I turned the problem over in my mind, seeing soldiers with spears and swords who were not actually there, but who had once, perhaps, stood before me in that way. “Determine which is the leader, if you can,” I told Polos. “One is always the leader when there are four, the one the rest would be ashamed to have see them run. It’s very likely that there aren’t really four trying to kill you. One is trying to kill you, and three are trying to help him. Disable him at once, if you can. Killing him is good, of course; but a deep cut in his sword arm or his leg may be just as good.”
We stopped at a solitary house; Polos talked to the people there and told me that they said they had seen no strangers, and that he felt they were telling the truth. I spoke loudly: “They haven’t seen Hegesistratus?” I did it hoping that Hegesistratus would hear me and know my voice, but no one answered.
On the road again, I said, “Your sword must be a part of you, Polos. Do you understand that?”

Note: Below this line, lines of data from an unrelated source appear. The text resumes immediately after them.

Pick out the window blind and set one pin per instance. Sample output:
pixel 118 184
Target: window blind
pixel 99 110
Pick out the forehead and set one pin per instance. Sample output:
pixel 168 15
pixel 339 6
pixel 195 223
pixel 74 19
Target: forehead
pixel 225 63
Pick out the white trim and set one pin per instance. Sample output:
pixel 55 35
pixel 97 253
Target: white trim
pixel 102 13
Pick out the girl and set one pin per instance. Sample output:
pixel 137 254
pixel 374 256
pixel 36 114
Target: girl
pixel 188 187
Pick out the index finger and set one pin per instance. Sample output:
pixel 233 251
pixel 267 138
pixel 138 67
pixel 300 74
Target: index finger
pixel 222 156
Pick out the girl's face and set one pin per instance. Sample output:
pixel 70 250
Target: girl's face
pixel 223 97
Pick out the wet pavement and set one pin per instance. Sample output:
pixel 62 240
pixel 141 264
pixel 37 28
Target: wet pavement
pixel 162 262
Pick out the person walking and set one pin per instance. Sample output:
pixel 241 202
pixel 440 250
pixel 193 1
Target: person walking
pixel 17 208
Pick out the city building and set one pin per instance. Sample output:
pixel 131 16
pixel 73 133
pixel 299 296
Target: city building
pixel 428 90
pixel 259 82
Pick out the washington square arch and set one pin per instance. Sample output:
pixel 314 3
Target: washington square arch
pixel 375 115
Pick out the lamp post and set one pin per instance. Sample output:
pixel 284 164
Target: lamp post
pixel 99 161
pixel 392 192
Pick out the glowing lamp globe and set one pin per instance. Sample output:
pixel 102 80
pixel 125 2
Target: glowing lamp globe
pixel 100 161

He nodded. “But when I held your sword last night, it didn’t want to be.”
“Falcata’s too heavy for you,” I told him, “and you haven’t handled her nearly enough. It’s good to have a good sword, but it’s better to know the sword you have and keep it sharp. Some scabbards dull the blade, because they’re lined with hard wood; some of them even have bronze where it rubs the sharp part of the blade. If you’ve got a scabbard like that, sell it and get another—only leather or wool should touch the edge.”
Polos nodded; I could see he was thinking about what I had said.
“And yet you must always remember that it isn’t the best sword that wins, but the best swordsman.”
A man carrying two javelins was walking some distance ahead of us—a man who, as nearly as I could judge, left behind him no tracks. I asked Polos about horses, knowing them a subject that would occupy Io as well, and learned much.